Jetzt hat der 41-Jährige in der Schul- und Ausländerpolitik quergedacht – und eine Welle der Empörung ausgelöst. „Stimmenfang im rechten Sumpf“, wirft ihm Linken-Chefin Katja Kipping vor. Selbst Parteifreunde gehen auf Distanz. Schleswig-Holsteins Bildungsministerin Karin Prien etwa spricht nennt die Einlassungen des Wirtschaftsexperten „populistischen Unfug“.
Grund des geballten Ärgers ist Linnemanns Idee, Migrantenkinder mit schlechten Sprachkenntnissen später einzuschulen. „Ein Kind, das kaum Deutsch spricht und versteht, hat auf einer Grundschule noch nichts zu suchen“, sagte er der "Rheinischen Post". Hier müsse eine „Vorschulpflicht greifen“, notfalls sei die Einschulung zurückzustellen. Dpa machte daraus den Ruf nach einem „Grundschulverbot“. Zwar zog die Nachrichtenagentur das später als „zu weitgehende Wiedergabe“ von Linnemanns Worten zurück, die Aufregung aber war da.
Lehrerverband gibt dem Politiker teilweise Recht
Zumal der promovierte Volkswirt aus Paderborn in der Union kein Unwichtiger ist. Seit 2013 leitet er ihren Wirtschaftsflügel im Bundestag, seit einem Jahr fungiert er zudem als Fraktionsvize.
Tatsächlich war Linnemanns Zitat so auch nicht vollständig. Er hatte noch hinzugefügt, dass die von ihm verlangte Vorschulpflicht zwar Geld koste, aber fehlende Integration und unzureichende Bildung „am Ende viel teurer“ seien. Und der Deutsche Lehrerverband gibt dem CDU-Politiker teilweise Recht. Grundlegende sprachliche Förderung müsse vor der Grundschule erfolgen.
Andere Bildungsexperten warnen vor Exklusion. Und nicht nur, dass die Stimmung wegen der Dauerhetze der AfD enorm aufgeheizt ist: Linnemann hat natürlich auch gewusst, wo er hineinstochert. Schließlich ist er beim Thema Migrationschon länger mit rechtskonservativer Positionierung unterwegs.
"Der politische Islam gehört nicht zu uns"
Vor zwei Jahren verlangte er zusammen mit Julia Klöckner und Jens Spahn ein Islamgesetz zur Festschreibung von Rechten und Pflichten der Muslime im Land. Sein jüngstes Buch, gemeinsam herausgegeben mit dem früheren bayerischen Justizminister Winfried Bausback, trägt den Titel „Der politische Islam gehört nicht zu uns“.
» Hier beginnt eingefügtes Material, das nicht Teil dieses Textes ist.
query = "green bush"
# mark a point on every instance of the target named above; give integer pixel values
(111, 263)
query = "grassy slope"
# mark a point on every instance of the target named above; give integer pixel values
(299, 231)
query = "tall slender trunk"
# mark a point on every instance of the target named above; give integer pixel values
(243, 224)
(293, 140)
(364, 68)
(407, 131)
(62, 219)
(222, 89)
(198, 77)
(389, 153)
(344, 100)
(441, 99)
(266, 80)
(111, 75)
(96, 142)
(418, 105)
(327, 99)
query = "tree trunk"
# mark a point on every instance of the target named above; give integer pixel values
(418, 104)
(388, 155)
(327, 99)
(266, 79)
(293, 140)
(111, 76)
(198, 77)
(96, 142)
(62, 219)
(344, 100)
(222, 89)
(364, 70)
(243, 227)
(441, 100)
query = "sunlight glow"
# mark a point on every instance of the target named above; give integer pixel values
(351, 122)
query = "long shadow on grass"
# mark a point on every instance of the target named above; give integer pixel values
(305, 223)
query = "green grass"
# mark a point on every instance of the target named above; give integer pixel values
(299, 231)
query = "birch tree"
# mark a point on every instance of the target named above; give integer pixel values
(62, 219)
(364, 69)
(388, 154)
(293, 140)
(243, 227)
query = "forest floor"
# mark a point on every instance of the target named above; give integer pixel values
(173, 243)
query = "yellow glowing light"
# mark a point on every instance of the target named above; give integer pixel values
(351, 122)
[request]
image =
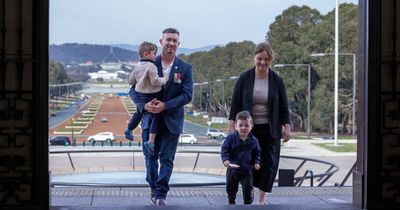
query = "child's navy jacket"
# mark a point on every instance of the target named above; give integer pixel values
(243, 153)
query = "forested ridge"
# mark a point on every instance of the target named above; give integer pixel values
(294, 35)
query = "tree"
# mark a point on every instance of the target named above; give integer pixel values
(57, 73)
(295, 34)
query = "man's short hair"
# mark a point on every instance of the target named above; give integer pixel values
(171, 31)
(244, 115)
(146, 47)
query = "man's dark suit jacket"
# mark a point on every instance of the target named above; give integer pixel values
(278, 110)
(176, 94)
Auch bei seinem aktuellen Vorstoß bleibt Linnemann nicht bei den Schul- und Sprachproblemen. Er warnt gleichzeitig vor neuen Parallelgesellschaften, erinnert an "die Vorfälle in Freibädern, die Tat auf dem Frankfurter Bahnsteig, die Schwertattacke in Stuttgart", betont, dass das alles die Menschen aufwühle und man weiteren Vorkommnissen dieser Art vorbeugen müsse.
Initiator von Flexi-Rente und Soli-Abbau
Dabei ist Linnemann auch auf anderen Themenfeldern aktiv. Er gilt als Initiator der Flexi-Rente, verlangte ein „Gesellschaftsjahr“ für Schulabgänger in sozialen Einrichtungen oder Bundeswehr.
Und er setzte beim Parteitag der CDU im vergangenen Dezember zwei denkwürdige Beschlüsse durch: den vollständigen Abbau des Solidaritätszuschlages bis 2021 sowie die Abschaffung der doppelten Sozialbeiträge auf Betriebsrenten. Letzteres liegt allerdings aufgrund der hohen Kosten bei der Regierung weiter auf Eis.
Kritik auch an der Führung des Wirtschaftsflügels
In liberalen Unionskreisen jedenfalls ist die Kritik an dem CDU-Politiker trotz oder wegen seiner Umtriebigkeit gewachsen. Linnemann versuche, themenfremd populistisch zu punkten, heißt es. Dabei vernachlässige er seinen eigentlichen Job, dem mitgliederstarken Wirtschaftsflügel der Union im politischen Ringen angemessen Geltung zu verschaffen.
Womöglich erklärt dieses in der Union empfundene Vakuum ja auch die Sehnsucht nach dem Wiederaufstieg eines gewissen Friedrich Merz.